For example, immature dendritic cells encounter potential antigens via innate pattern-recognition receptors (PRRs), such as toll-like receptors (TLRs) or c-type-lectin receptors, take up the antigens via micropinocytosis and degrade them into smaller peptides, which can be presented to other immunes cells by surface displayed major histocompatibility complexes. The antigen uptake triggers maturation processes of DCs that result in the upregulation of costimulatory molecules like CD40, CD80, CD86 and secretion of proinflammatory cytokines/interleukines (IL) like IL-1β, IL-12, IL-6, and TNF as well as more MHC-peptide complexes. The mature DCs upregulate trafficking receptors, such as CCR7, which enable them mobilize in search of naïve T cells which recognize the MHC-peptide complex with an antigen-specific T cell receptor.

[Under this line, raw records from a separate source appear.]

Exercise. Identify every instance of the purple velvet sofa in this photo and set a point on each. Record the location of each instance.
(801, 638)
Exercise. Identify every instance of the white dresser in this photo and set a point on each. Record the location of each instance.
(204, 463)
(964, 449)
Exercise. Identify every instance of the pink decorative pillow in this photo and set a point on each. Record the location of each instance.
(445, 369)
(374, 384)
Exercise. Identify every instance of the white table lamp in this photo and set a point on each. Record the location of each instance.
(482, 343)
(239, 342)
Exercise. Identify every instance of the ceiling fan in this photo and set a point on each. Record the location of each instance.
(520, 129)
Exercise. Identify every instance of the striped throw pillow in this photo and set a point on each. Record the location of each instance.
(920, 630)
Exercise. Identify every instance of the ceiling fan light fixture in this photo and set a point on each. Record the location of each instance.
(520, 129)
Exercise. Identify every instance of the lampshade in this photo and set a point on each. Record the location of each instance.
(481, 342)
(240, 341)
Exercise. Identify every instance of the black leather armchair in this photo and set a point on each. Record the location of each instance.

Sufficient activation and antigen recognition subsequently activate T cells to differentiate into T helper cells or cytotoxic T effector cells.
Alternatively, as introduced above, DCs do also exhibit regulatory functions in order to maintain central and peripheral tolerance. During steady state, DCs capture self-antigens and silence auto-reactive T cells. So-called tolerogenic DCs bear low amounts of costimulatory molecules on their surface and exhibit reduced secretion of proinflammatory IL-12 but high production of anti-inflammatory cytokines like IL-10. Tolerogenic DCs provide insufficient stimulatory signals for T cells and therefore drive naïve T cells to differentiate into Tregs rather than T effector cells. DCs which are not activated after phagocytosis of, for example apoptotic cells, exhibit a tolerogenic function via the secretion of transforming-growth-factor-beta (TGF-β) and subsequent induction of Foxp3+ Tregs in the draining lymph nodes.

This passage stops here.